Deployments
Deployments
Methods
Create a new deployment:
Example cURL request:
curl -s \
-X POST \
-H "Authorization: Bearer $REPLICATE_API_TOKEN" \
-H "Content-Type: application/json" \
-d '{
"name": "my-app-image-generator",
"model": "stability-ai/sdxl",
"version": "da77bc59ee60423279fd632efb4795ab731d9e3ca9705ef3341091fb989b7eaf",
"hardware": "gpu-t4",
"min_instances": 0,
"max_instances": 3
}' \
https://api.replicate.com/v1/deployments
The response will be a JSON object describing the deployment:
{
"owner": "acme",
"name": "my-app-image-generator",
"current_release": {
"number": 1,
"model": "stability-ai/sdxl",
"version": "da77bc59ee60423279fd632efb4795ab731d9e3ca9705ef3341091fb989b7eaf",
"created_at": "2024-02-15T16:32:57.018467Z",
"created_by": {
"type": "organization",
"username": "acme",
"name": "Acme Corp, Inc.",
"avatar_url": "https://cdn.replicate.com/avatars/acme.png",
"github_url": "https://github.com/acme"
},
"configuration": {
"hardware": "gpu-t4",
"min_instances": 1,
"max_instances": 5
}
}
}
Delete a deployment
Deployment deletion has some restrictions:
- You can only delete deployments that have been offline and unused for at least 15 minutes.
Example cURL request:
curl -s -X DELETE \
-H "Authorization: Bearer $REPLICATE_API_TOKEN" \
https://api.replicate.com/v1/deployments/acme/my-app-image-generator
The response will be an empty 204, indicating the deployment has been deleted.
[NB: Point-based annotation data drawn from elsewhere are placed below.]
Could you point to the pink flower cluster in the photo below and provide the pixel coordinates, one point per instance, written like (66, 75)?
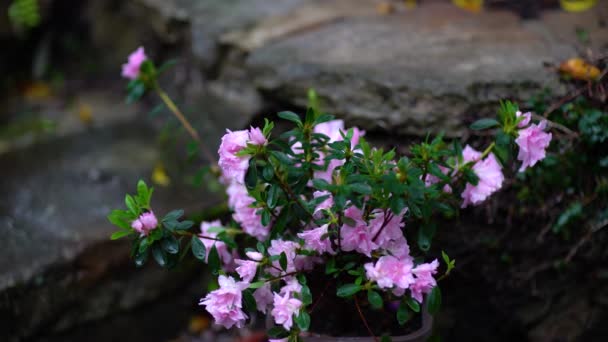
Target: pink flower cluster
(145, 223)
(532, 141)
(226, 256)
(383, 231)
(225, 303)
(399, 275)
(489, 173)
(130, 70)
(246, 215)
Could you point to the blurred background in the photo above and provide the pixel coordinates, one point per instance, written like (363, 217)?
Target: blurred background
(71, 147)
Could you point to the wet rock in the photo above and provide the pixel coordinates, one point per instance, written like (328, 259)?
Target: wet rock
(411, 73)
(57, 265)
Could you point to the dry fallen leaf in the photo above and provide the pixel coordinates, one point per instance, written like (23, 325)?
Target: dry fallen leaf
(470, 5)
(577, 5)
(198, 324)
(85, 113)
(385, 8)
(579, 69)
(37, 91)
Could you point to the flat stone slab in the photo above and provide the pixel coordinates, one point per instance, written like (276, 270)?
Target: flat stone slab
(418, 71)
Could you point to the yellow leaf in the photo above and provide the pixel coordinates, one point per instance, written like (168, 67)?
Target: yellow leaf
(410, 4)
(37, 91)
(578, 69)
(577, 5)
(85, 113)
(385, 8)
(159, 175)
(470, 5)
(198, 324)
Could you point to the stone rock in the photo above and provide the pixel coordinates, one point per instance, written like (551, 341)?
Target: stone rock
(58, 267)
(410, 73)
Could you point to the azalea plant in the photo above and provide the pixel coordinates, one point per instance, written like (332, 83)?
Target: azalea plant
(318, 201)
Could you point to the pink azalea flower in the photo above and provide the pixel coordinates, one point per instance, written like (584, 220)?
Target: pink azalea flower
(225, 303)
(256, 137)
(317, 240)
(389, 272)
(246, 215)
(277, 247)
(489, 173)
(263, 297)
(432, 179)
(532, 142)
(424, 281)
(392, 228)
(357, 238)
(246, 269)
(145, 223)
(526, 119)
(130, 70)
(284, 309)
(255, 256)
(226, 256)
(292, 285)
(326, 204)
(233, 167)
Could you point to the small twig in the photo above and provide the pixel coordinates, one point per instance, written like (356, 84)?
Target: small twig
(314, 305)
(563, 101)
(364, 320)
(556, 125)
(182, 119)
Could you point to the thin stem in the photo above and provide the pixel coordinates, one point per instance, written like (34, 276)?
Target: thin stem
(281, 277)
(387, 218)
(560, 127)
(364, 320)
(182, 119)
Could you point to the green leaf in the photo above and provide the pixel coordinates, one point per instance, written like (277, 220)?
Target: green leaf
(273, 196)
(214, 259)
(257, 284)
(141, 257)
(291, 116)
(303, 320)
(413, 304)
(434, 300)
(404, 314)
(198, 249)
(484, 124)
(348, 290)
(283, 261)
(277, 332)
(159, 255)
(184, 225)
(173, 215)
(361, 188)
(170, 244)
(121, 233)
(121, 218)
(249, 301)
(260, 247)
(306, 295)
(375, 299)
(130, 202)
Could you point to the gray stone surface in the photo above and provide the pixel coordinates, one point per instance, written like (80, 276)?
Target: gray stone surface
(57, 264)
(429, 69)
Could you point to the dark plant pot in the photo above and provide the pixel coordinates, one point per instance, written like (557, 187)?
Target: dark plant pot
(420, 335)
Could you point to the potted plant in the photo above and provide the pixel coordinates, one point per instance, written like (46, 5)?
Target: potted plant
(329, 236)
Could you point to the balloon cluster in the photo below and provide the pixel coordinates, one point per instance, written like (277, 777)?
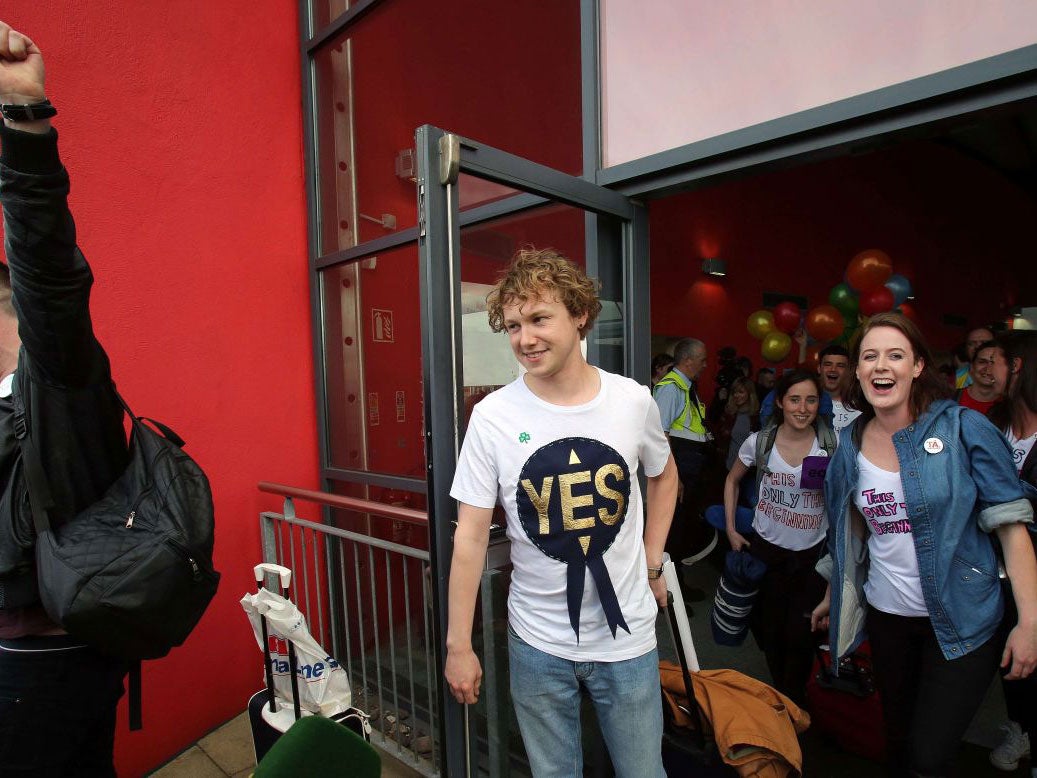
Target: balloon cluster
(871, 287)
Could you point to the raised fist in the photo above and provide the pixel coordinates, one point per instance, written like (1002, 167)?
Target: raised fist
(21, 67)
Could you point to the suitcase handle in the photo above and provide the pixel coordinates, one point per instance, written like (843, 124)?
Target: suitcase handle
(275, 570)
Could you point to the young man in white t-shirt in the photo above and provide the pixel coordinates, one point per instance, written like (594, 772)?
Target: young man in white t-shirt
(559, 448)
(832, 364)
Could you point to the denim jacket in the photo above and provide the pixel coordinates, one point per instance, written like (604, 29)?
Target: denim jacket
(959, 484)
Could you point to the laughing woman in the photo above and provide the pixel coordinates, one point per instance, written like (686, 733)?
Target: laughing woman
(914, 490)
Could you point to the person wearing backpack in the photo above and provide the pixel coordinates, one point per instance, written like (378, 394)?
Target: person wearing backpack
(789, 523)
(1015, 415)
(57, 696)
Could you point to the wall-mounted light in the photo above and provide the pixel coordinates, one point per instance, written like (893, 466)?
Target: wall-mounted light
(404, 165)
(715, 267)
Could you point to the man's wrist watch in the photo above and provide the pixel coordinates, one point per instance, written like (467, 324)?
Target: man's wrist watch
(31, 112)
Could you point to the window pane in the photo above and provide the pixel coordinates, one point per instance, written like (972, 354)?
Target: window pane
(326, 11)
(510, 77)
(372, 352)
(486, 249)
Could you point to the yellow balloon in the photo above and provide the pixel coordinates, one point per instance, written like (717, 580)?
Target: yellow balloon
(776, 345)
(760, 323)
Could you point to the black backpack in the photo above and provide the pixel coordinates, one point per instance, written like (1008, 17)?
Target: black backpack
(132, 574)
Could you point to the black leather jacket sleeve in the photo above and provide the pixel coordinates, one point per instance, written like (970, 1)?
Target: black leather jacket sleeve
(63, 374)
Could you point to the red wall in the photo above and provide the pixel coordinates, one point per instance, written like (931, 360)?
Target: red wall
(180, 123)
(959, 231)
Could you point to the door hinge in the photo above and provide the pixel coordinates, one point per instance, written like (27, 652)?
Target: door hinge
(449, 159)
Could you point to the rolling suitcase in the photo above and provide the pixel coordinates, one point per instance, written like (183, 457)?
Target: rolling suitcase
(689, 748)
(269, 720)
(844, 704)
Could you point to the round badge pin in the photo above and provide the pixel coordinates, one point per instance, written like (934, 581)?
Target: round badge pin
(933, 445)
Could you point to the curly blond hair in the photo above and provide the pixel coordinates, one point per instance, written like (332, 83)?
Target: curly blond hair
(539, 273)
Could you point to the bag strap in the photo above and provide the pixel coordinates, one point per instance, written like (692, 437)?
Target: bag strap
(827, 436)
(764, 442)
(40, 500)
(135, 419)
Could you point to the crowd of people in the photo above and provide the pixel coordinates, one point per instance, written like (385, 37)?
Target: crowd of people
(912, 530)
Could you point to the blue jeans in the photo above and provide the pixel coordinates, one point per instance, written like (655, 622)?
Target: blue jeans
(545, 694)
(57, 710)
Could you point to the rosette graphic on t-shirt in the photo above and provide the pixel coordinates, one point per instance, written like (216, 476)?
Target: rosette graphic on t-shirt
(572, 496)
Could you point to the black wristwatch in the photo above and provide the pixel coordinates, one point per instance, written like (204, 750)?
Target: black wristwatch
(15, 112)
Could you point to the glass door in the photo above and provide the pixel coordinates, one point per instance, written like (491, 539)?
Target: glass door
(476, 206)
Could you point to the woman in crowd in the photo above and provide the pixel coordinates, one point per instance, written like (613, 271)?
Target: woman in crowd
(789, 526)
(914, 490)
(741, 416)
(1016, 417)
(989, 373)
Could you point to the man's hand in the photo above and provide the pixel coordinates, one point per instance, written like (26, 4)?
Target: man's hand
(657, 586)
(21, 67)
(1019, 656)
(464, 674)
(736, 539)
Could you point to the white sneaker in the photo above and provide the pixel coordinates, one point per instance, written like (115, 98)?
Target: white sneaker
(1014, 747)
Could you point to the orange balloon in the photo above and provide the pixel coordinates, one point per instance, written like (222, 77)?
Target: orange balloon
(776, 345)
(824, 323)
(869, 270)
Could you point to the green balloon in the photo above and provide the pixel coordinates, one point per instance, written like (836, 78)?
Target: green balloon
(845, 300)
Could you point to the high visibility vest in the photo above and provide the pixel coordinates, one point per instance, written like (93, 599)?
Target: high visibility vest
(693, 415)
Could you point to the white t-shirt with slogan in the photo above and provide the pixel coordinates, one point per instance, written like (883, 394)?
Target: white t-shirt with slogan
(566, 476)
(893, 585)
(841, 416)
(787, 515)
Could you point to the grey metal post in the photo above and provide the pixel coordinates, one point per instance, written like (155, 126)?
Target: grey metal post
(438, 241)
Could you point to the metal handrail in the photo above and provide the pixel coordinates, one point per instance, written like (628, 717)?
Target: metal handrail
(349, 503)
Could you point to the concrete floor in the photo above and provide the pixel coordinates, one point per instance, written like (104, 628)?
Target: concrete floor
(227, 752)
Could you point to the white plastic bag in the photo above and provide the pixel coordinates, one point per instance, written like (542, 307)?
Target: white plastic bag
(324, 688)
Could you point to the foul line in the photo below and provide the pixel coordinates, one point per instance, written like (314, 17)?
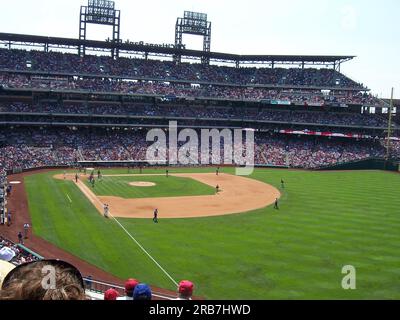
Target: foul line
(139, 245)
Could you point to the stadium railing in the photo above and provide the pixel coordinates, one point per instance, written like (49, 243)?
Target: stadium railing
(95, 289)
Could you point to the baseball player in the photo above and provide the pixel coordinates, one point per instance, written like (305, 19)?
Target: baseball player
(9, 218)
(26, 229)
(155, 217)
(276, 205)
(106, 210)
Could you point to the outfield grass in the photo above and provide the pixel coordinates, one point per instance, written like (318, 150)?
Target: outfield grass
(326, 220)
(165, 187)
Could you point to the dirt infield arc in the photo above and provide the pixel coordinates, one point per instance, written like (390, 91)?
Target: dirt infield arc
(238, 194)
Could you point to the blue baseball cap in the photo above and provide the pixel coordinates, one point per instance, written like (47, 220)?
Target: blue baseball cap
(142, 292)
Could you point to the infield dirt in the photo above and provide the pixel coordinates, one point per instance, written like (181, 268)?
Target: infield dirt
(237, 194)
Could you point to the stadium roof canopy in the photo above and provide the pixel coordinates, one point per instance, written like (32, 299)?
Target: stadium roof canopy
(10, 40)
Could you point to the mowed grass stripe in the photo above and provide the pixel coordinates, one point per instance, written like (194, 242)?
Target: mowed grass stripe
(325, 221)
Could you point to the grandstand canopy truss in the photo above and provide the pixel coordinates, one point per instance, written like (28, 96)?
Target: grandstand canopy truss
(100, 12)
(11, 40)
(194, 23)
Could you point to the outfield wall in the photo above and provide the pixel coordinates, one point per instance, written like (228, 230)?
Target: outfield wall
(367, 164)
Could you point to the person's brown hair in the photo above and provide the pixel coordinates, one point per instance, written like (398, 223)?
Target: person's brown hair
(25, 283)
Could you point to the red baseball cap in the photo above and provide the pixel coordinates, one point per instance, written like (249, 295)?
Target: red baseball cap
(111, 294)
(185, 287)
(130, 284)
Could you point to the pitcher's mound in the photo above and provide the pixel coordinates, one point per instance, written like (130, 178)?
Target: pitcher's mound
(142, 184)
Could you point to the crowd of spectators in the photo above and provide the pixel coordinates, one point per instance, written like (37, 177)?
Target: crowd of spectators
(167, 89)
(21, 278)
(11, 252)
(23, 60)
(201, 112)
(27, 148)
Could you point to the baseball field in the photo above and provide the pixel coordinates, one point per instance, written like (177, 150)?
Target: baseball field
(232, 244)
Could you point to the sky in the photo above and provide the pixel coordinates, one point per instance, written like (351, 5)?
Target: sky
(367, 29)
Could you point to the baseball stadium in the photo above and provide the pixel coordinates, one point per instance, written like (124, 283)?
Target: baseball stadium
(88, 188)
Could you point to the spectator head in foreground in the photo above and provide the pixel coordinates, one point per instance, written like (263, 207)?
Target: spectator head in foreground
(142, 292)
(111, 294)
(5, 269)
(185, 290)
(43, 280)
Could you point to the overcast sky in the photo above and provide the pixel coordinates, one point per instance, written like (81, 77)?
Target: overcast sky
(368, 29)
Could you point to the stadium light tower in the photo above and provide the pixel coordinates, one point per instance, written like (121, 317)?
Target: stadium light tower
(100, 12)
(194, 23)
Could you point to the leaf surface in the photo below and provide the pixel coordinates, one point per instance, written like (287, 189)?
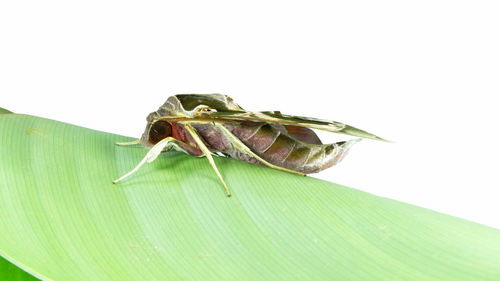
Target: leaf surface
(61, 218)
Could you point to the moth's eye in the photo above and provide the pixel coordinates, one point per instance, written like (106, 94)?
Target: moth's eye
(159, 130)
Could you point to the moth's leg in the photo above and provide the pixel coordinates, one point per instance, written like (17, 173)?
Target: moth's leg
(207, 153)
(153, 154)
(242, 147)
(128, 143)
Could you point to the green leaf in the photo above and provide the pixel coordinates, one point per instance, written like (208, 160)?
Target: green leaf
(61, 218)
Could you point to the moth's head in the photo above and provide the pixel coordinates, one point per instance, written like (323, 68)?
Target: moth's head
(156, 130)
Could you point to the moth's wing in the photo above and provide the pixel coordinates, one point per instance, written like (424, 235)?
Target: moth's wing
(290, 120)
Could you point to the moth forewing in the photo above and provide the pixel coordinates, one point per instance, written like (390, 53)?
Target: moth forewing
(282, 142)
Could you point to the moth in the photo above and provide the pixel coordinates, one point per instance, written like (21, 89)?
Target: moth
(213, 124)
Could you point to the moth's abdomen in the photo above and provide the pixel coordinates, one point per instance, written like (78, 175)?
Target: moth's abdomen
(274, 145)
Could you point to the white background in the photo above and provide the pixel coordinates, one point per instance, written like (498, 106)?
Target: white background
(424, 74)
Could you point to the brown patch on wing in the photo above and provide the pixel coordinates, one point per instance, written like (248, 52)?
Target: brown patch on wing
(303, 134)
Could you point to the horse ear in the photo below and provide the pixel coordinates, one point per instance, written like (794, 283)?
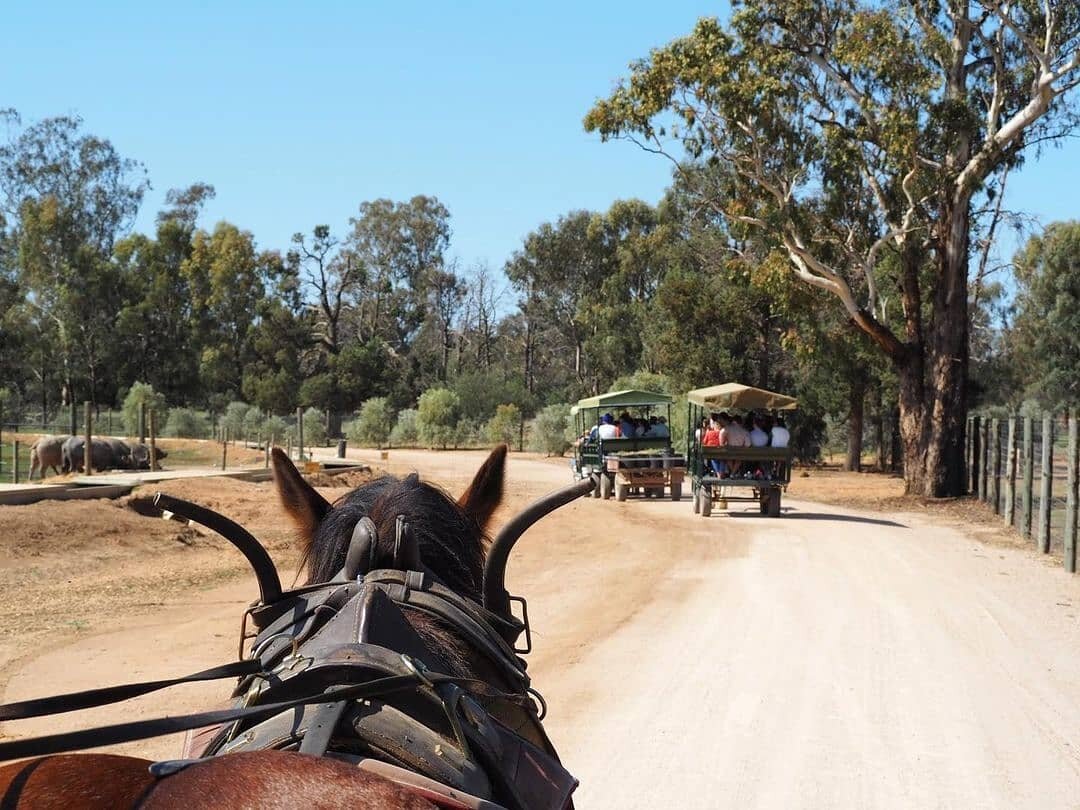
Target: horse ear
(485, 493)
(304, 504)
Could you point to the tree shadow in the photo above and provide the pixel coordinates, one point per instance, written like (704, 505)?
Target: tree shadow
(794, 514)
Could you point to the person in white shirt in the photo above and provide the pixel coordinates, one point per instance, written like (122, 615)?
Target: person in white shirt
(607, 429)
(757, 436)
(781, 436)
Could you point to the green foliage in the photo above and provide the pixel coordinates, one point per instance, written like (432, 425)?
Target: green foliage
(314, 428)
(187, 423)
(374, 423)
(437, 414)
(235, 415)
(505, 426)
(1047, 337)
(406, 432)
(551, 432)
(277, 430)
(137, 394)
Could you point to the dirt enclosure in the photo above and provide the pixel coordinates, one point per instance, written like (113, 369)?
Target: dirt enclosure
(875, 653)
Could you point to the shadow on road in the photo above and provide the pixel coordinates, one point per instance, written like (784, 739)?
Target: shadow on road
(791, 514)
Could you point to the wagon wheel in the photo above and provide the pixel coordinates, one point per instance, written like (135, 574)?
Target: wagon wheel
(605, 486)
(774, 502)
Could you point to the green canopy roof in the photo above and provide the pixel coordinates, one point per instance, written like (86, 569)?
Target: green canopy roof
(623, 399)
(736, 395)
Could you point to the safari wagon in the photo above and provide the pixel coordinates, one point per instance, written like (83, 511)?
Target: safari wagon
(761, 473)
(626, 466)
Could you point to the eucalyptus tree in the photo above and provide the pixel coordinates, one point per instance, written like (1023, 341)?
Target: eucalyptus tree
(67, 197)
(858, 129)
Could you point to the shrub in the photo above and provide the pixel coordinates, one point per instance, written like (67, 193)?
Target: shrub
(406, 432)
(140, 392)
(314, 428)
(437, 417)
(551, 433)
(505, 426)
(186, 423)
(235, 413)
(275, 429)
(374, 423)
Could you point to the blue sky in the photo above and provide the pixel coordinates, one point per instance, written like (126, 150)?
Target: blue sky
(298, 112)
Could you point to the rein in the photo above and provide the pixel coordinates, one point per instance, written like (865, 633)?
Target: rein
(401, 706)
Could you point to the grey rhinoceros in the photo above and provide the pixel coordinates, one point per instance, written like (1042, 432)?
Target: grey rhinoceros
(48, 451)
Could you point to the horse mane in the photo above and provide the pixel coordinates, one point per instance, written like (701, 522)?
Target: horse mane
(451, 545)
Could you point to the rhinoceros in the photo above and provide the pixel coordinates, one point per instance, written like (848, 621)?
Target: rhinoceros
(100, 454)
(48, 451)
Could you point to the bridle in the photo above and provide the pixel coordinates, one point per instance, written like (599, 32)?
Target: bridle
(403, 714)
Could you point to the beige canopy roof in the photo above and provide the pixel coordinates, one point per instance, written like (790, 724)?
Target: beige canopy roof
(736, 395)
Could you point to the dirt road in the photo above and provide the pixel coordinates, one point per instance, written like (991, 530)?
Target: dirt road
(823, 659)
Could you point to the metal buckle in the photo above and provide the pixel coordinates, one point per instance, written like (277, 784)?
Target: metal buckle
(525, 622)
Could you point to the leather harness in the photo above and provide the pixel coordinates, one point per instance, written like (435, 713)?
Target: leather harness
(459, 742)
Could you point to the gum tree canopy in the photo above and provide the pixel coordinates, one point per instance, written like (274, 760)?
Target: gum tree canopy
(862, 136)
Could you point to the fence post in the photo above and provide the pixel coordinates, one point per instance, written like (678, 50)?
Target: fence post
(1047, 485)
(996, 466)
(299, 434)
(1070, 497)
(153, 441)
(984, 466)
(1011, 474)
(88, 448)
(1025, 515)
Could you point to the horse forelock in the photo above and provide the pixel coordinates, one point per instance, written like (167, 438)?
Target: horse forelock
(450, 541)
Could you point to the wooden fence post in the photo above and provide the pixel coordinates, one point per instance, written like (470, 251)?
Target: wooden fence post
(153, 441)
(299, 434)
(995, 493)
(88, 448)
(1070, 497)
(1011, 474)
(1047, 485)
(1025, 516)
(984, 466)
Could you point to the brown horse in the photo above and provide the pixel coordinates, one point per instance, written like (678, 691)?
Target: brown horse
(450, 538)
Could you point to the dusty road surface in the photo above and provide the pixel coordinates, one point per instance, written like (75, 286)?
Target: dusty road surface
(824, 659)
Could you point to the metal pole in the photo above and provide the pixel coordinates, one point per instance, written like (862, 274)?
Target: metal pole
(996, 460)
(153, 441)
(1025, 518)
(299, 434)
(1047, 485)
(88, 448)
(1011, 474)
(1070, 497)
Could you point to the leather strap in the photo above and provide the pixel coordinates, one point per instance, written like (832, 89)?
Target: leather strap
(91, 698)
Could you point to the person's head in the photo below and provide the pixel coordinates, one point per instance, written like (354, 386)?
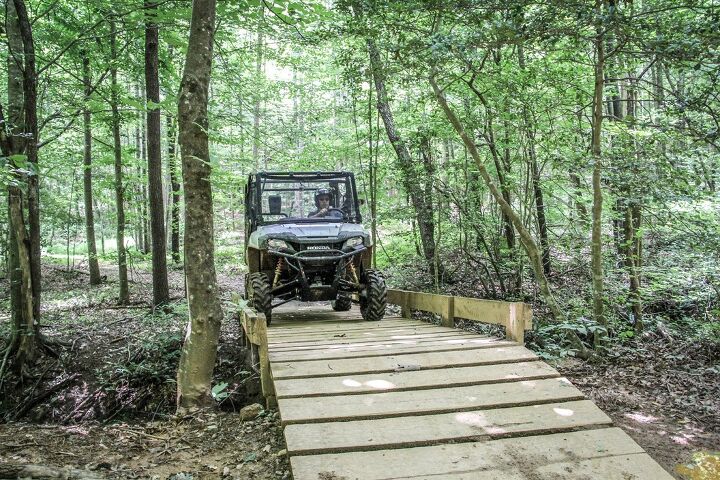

Get information about a deployment by name including the current release.
Example cURL request:
curl -s \
-H "Authorization: Bearer $REPLICATE_API_TOKEN" \
https://api.replicate.com/v1/deployments/replicate/my-app-image-generator
The response will be a JSON object describing the deployment:
{
"owner": "acme",
"name": "my-app-image-generator",
"current_release": {
"number": 1,
"model": "stability-ai/sdxl",
"version": "da77bc59ee60423279fd632efb4795ab731d9e3ca9705ef3341091fb989b7eaf",
"created_at": "2024-02-15T16:32:57.018467Z",
"created_by": {
"type": "organization",
"username": "acme",
"name": "Acme Corp, Inc.",
"avatar_url": "https://cdn.replicate.com/avatars/acme.png",
"github_url": "https://github.com/acme"
},
"configuration": {
"hardware": "gpu-t4",
"min_instances": 1,
"max_instances": 5
}
}
}
Get a list of deployments associated with the current account, including the latest release configuration for each deployment.
Example cURL request:
curl -s \
-H "Authorization: Bearer $REPLICATE_API_TOKEN" \
https://api.replicate.com/v1/deployments
The response will be a paginated JSON array of deployment objects, sorted with the most recent deployment first:
{
"next": "http://api.replicate.com/v1/deployments?cursor=cD0yMDIzLTA2LTA2KzIzJTNBNDAlM0EwOC45NjMwMDAlMkIwMCUzQTAw",
"previous": null,
"results": [
{
"owner": "replicate",
"name": "my-app-image-generator",
"current_release": {
"number": 1,
"model": "stability-ai/sdxl",
"version": "da77bc59ee60423279fd632efb4795ab731d9e3ca9705ef3341091fb989b7eaf",
"created_at": "2024-02-15T16:32:57.018467Z",
"created_by": {
"type": "organization",
"username": "acme",
"name": "Acme Corp, Inc.",
"avatar_url": "https://cdn.replicate.com/avatars/acme.png",
"github_url": "https://github.com/acme"
},
"configuration": {
"hardware": "gpu-t4",
"min_instances": 1,
"max_instances": 5
}
}
}
]
}
Update properties of an existing deployment, including hardware, min/max instances, and the deployment's underlying model version.
Example cURL request:
curl -s \
-X PATCH \
-H "Authorization: Bearer $REPLICATE_API_TOKEN" \
-H "Content-Type: application/json" \
-d '{"min_instances": 3, "max_instances": 10}' \
https://api.replicate.com/v1/deployments/acme/my-app-image-generator
The response will be a JSON object describing the deployment:
{
"owner": "acme",
"name": "my-app-image-generator",
"current_release": {
"number": 2,
"model": "stability-ai/sdxl",
"version": "da77bc59ee60423279fd632efb4795ab731d9e3ca9705ef3341091fb989b7eaf",
"created_at": "2024-02-15T16:32:57.018467Z",
"created_by": {
"type": "organization",
"username": "acme",
"name": "Acme Corp, Inc.",
"avatar_url": "https://cdn.replicate.com/avatars/acme.png",
"github_url": "https://github.com/acme"
},
"configuration": {
"hardware": "gpu-t4",
"min_instances": 3,
"max_instances": 10
}
}
}
Updating any deployment properties will increment the number
field of the current_release
.
Predictions
Deployments.Predictions
Methods
Create a prediction for the deployment and inputs you provide.
Example cURL request:
curl -s -X POST -H 'Prefer: wait' \
-d '{"input": {"prompt": "A photo of a bear riding a bicycle over the moon"}}' \
-H "Authorization: Bearer $REPLICATE_API_TOKEN" \
-H 'Content-Type: application/json' \
https://api.replicate.com/v1/deployments/acme/my-app-image-generator/predictions
The request will wait up to 60 seconds for the model to run. If this time is exceeded the prediction will be returned in a "starting"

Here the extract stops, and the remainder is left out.